Further, in the present embodiment, the feature points A, B, and C in the vicinity of the line-of-sight position are extracted after removing the corresponding points corresponding to the erroneous correspondence. It can be determined even more accurately.

（変形例）
本実施形態では、一般の画像に適用できることに加え、高い頑健性を有しているという特徴があるので、視野カメラ画像と視認対象画像の特徴点の抽出のために、SIFTを用いるようにした。しかしながら、特徴点を抽出することができれば、その手法は、SIFTに限定されない。
また、本実施形態では、誤対応除去部１０４による「対応点の対の選択、パラメータａ₁〜ａ₈の導出、投影誤差の導出、投影誤差と閾値との比較、及び変数Ｃの加算」（ステップＳ９０１〜Ｓ９０８）を、４つの「対応点の対」の全ての組み合わせについて行うようにした。しかしながら、必ずしもこのようにする必要はない。例えば、これらの処理を、４つの「対応点の対」の全ての組み合わせについて行った結果、これらの処理を行う回数が、４つの「対応点の対」の全ての組み合わせの数よりも少ない回数であっても、４つの「対応点の対」の全ての組み合わせについてこれらの処理を行ったのと同様の最適射影変換パラメータが得られることが確認された場合には、当該回数だけ、これらの処理を行うようにしてもよい。 (Modification)
In this embodiment, in addition to being applicable to a general image, there is a feature that it has high robustness. Therefore, SIFT is used for extracting feature points of a visual field camera image and a visual recognition target image. . However, if feature points can be extracted, the method is not limited to SIFT.
Further, in the present embodiment, “corresponding point pair selection, derivation of parameters a _{1 to} a ₈ , derivation of projection error, comparison of projection error and threshold value, and addition of variable C” by erroneous correspondence removing unit 104 ( Steps S901 to S908) are performed for all combinations of the four “pairs of corresponding points”. However, this is not always necessary. For example, as a result of performing these processes on all combinations of four “corresponding point pairs”, the number of times of performing these processes is smaller than the number of all combinations of four “corresponding point pairs”. Even when it is confirmed that the same optimal projective transformation parameters as those obtained by performing these processes for all the combinations of the four “pairs of corresponding points” can be obtained, Processing may be performed.
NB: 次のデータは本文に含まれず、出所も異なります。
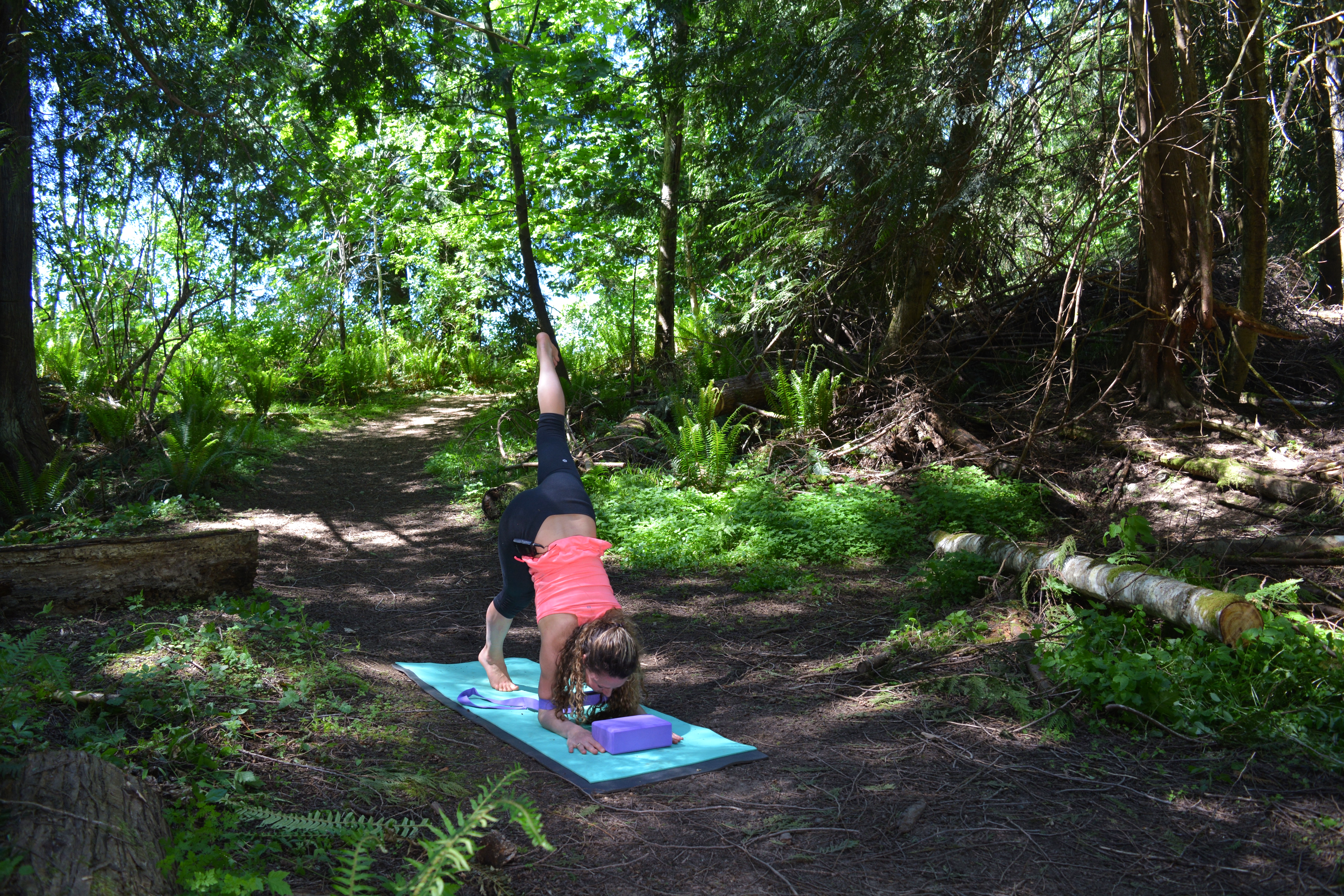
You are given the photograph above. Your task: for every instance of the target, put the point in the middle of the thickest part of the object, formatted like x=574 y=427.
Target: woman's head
x=603 y=655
また、本実施形態では、視線位置近傍特徴点抽出部１０５は、視野カメラ画像のSIFT特徴点Ｓⁱの視野カメラ画像上の座標(x,y)を頂点とする三角形を、ドロネーの三角分割法（Delaunay Triangulation）を用いて作成し、作業者の視線位置がドロネー三角形の内部にある場合、当該ドロネー三角形の３つの頂点を構成する「視野カメラ画像のSIFT特徴点Ｓⁱ」を視線位置近傍特徴点Ａ、Ｂ、Ｃとして設定した。しかしながら、必ずしもこのようにする必要はない。例えば、次のようにしてもよい。まず、対応点として設定されている視野カメラ画像のSIFT特徴点Ｓⁱを全て選択する。次に、視野カメラ画像のSIFT特徴点Ｓⁱの中で、ユーザの視線位置からの距離が近い順にSIFT特徴点Ｓⁱを選択して、当該視線位置を内部に包含する三角形を構成する３つの特徴点を、視線位置近傍特徴点として抽出する。ここで、ユーザの視線位置からの距離が近い順に選択された３つの特徴点では、視線位置を内部に包含する三角形が構成されない場合には、次に距離が近い特徴点を抽出して、視線位置を内部に包含する三角形を構成出来た３つの特徴点を、視線位置近傍特徴点として抽出する。 Further, in this embodiment, the line-of-sight position feature point extraction unit 105 performs a Delaunay triangulation method on a triangle whose vertex is the coordinate (x, y) on the field-of-view camera image of the SIFT feature point S ⁱ of the field-of-view camera image. (Delaunay Triangulation), and when the operator's line-of-sight position is inside the Delaunay triangle, the “SIFT feature points S ⁱ of the visual field camera image” constituting the three vertices of the Delaunay triangle Points A, B, and C were set. However, this is not always necessary. For example, it may be as follows. First, all SIFT feature points S ⁱ of the visual field camera image set as corresponding points are selected. Next, among the SIFT feature points S ⁱ of the field-of-view camera image, the SIFT feature points S ⁱ are selected in order of increasing distance from the user's line-of-sight position, and three triangles are formed that include the line-of-sight position inside. Feature points are extracted as feature points near the line-of-sight position. Here, among the three feature points selected in the order of the shortest distance from the user's line-of-sight position, if a triangle that includes the line-of-sight position is not formed, the feature point with the next closest distance is extracted and the line-of-sight is extracted. Three feature points that can form a triangle including the position inside are extracted as feature points near the line-of-sight position.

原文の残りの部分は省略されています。